Par un mémoire en défense, enregistré le 31 mars 2022, le préfet de Maine-et-Loire conclut au rejet de la requête.
Il soutient qu'aucun des moyens soulevés par M. A... n'est fondé.
M. A... a été admis au bénéfice de l'aide juridictionnelle totale par une décision du 26 janvier 2022.
Vu les autres pièces du dossier.
Vu :
- la convention européenne de sauvegarde des droits de l'homme et des libertés fondamentales ;
- la Charte des droits fondamentaux de l'Union européenne ;
- le règlement (UE) n° 604/2013 du Parlement européen et du Conseil du 26 juin 2013 ;
- le code de l'entrée et du séjour des étrangers et du droit d'asile ;
- la loi n° 91-647 du 10 juillet 1991 ;
- le code de justice administrative.
Le président de la formation de jugement a dispensé le rapporteur public, sur sa proposition, de prononcer des conclusions à l'audience.
Ont été entendus au cours de l'audience publique :
- le rapport de M. Guéguen, premier conseiller,
- et les observations de Me Desfrançois, représentant M. A....
Considérant ce qui suit :
1. M. B... A..., ressortissant afghan né en 1995, déclare être entré irrégulièrement en France le 1er novembre 2021. Sa demande d'asile ayant été enregistrée par les services de la préfecture de la Loire-Atlantique, la consultation du fichier Eurodac consécutive au relevé des empreintes digitales de l'intéressé a fait apparaître qu'elles avaient été enregistrées en Italie le 9 août 2021, à la suite du dépôt d'une demande d'asile.
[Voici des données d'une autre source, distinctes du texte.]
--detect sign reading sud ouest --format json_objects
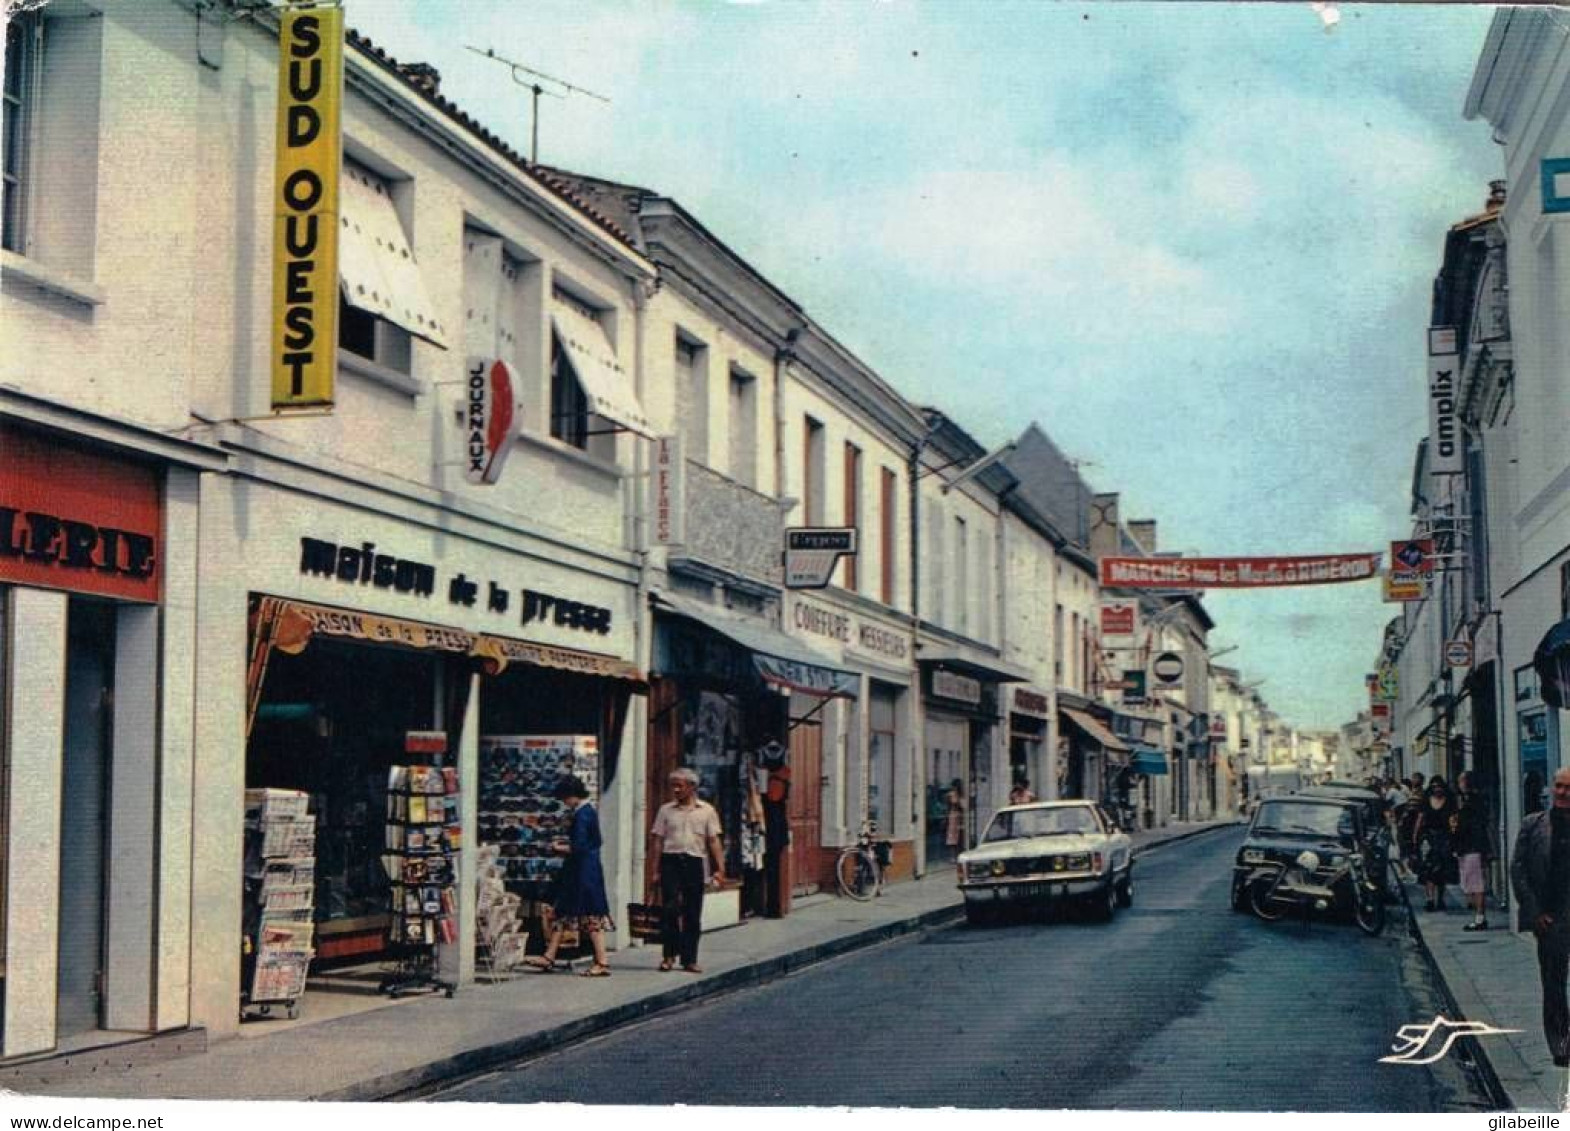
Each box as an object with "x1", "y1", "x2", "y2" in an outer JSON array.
[{"x1": 271, "y1": 5, "x2": 344, "y2": 411}]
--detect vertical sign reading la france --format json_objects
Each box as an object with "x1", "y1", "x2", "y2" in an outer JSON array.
[{"x1": 271, "y1": 5, "x2": 344, "y2": 411}]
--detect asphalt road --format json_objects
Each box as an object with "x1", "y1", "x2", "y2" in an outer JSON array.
[{"x1": 432, "y1": 828, "x2": 1497, "y2": 1111}]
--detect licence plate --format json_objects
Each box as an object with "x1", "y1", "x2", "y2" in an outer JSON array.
[{"x1": 999, "y1": 883, "x2": 1052, "y2": 899}]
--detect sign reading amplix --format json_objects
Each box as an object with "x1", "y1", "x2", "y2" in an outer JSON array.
[{"x1": 784, "y1": 528, "x2": 858, "y2": 590}]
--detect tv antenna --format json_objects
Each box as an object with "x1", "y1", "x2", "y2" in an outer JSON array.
[{"x1": 465, "y1": 45, "x2": 610, "y2": 166}]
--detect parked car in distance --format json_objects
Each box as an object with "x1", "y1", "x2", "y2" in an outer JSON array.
[
  {"x1": 957, "y1": 800, "x2": 1133, "y2": 925},
  {"x1": 1231, "y1": 795, "x2": 1370, "y2": 912}
]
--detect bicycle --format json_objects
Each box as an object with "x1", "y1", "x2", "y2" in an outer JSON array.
[{"x1": 835, "y1": 821, "x2": 888, "y2": 901}]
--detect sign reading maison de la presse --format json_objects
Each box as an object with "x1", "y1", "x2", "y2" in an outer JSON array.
[
  {"x1": 271, "y1": 6, "x2": 344, "y2": 411},
  {"x1": 297, "y1": 535, "x2": 613, "y2": 635}
]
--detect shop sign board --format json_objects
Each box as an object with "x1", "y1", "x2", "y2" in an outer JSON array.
[
  {"x1": 932, "y1": 670, "x2": 982, "y2": 706},
  {"x1": 784, "y1": 527, "x2": 857, "y2": 590},
  {"x1": 464, "y1": 358, "x2": 521, "y2": 485},
  {"x1": 1428, "y1": 326, "x2": 1462, "y2": 478},
  {"x1": 0, "y1": 427, "x2": 162, "y2": 603},
  {"x1": 1384, "y1": 538, "x2": 1433, "y2": 603},
  {"x1": 1373, "y1": 663, "x2": 1399, "y2": 701},
  {"x1": 1100, "y1": 553, "x2": 1380, "y2": 589},
  {"x1": 1100, "y1": 599, "x2": 1139, "y2": 641},
  {"x1": 1013, "y1": 688, "x2": 1050, "y2": 718},
  {"x1": 270, "y1": 5, "x2": 344, "y2": 412},
  {"x1": 653, "y1": 435, "x2": 686, "y2": 545},
  {"x1": 1444, "y1": 638, "x2": 1473, "y2": 668},
  {"x1": 790, "y1": 597, "x2": 910, "y2": 663}
]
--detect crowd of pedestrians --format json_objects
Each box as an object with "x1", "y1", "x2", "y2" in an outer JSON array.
[{"x1": 1374, "y1": 771, "x2": 1494, "y2": 928}]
Saisies par les autorités françaises le 10 novembre 2021, les autorités italiennes ont accepté, par un accord implicite intervenu le 29 novembre 2021, la reprise en charge M. A.... Par deux arrêtés du 16 décembre 2021, le préfet de Maine-et-Loire a décidé le transfert de l'intéressé aux autorités italiennes et l'a assigné à résidence dans le département de la Loire-Atlantique pour une durée de quarante-cinq jours. M. A... relève appel du jugement du 30 décembre 2021 du magistrat désigné par le président du tribunal administratif de Nantes en tant qu'il rejette sa demande tendant à l'annulation de l'arrêté du 16 décembre 2021 du préfet de Maine-et-Loire décidant son transfert aux autorités italiennes..
Sur le bien-fondé du jugement attaqué :
2. En premier lieu, il y a lieu d'écarter par adoption des motifs retenus par le premier juge, aux points 2 à 13 du jugement attaqué, les moyens tirés de l'insuffisante motivation de la décision contestée, de l'absence d'examen de sa situation avant l'édiction de cette décision, de la méconnaissance des dispositions des articles 4 et 5 du règlement (UE) du 26 juin 2013, que M. A... réitère en appel avec des arguments à peine modifiés, sans apporter de précisions nouvelles.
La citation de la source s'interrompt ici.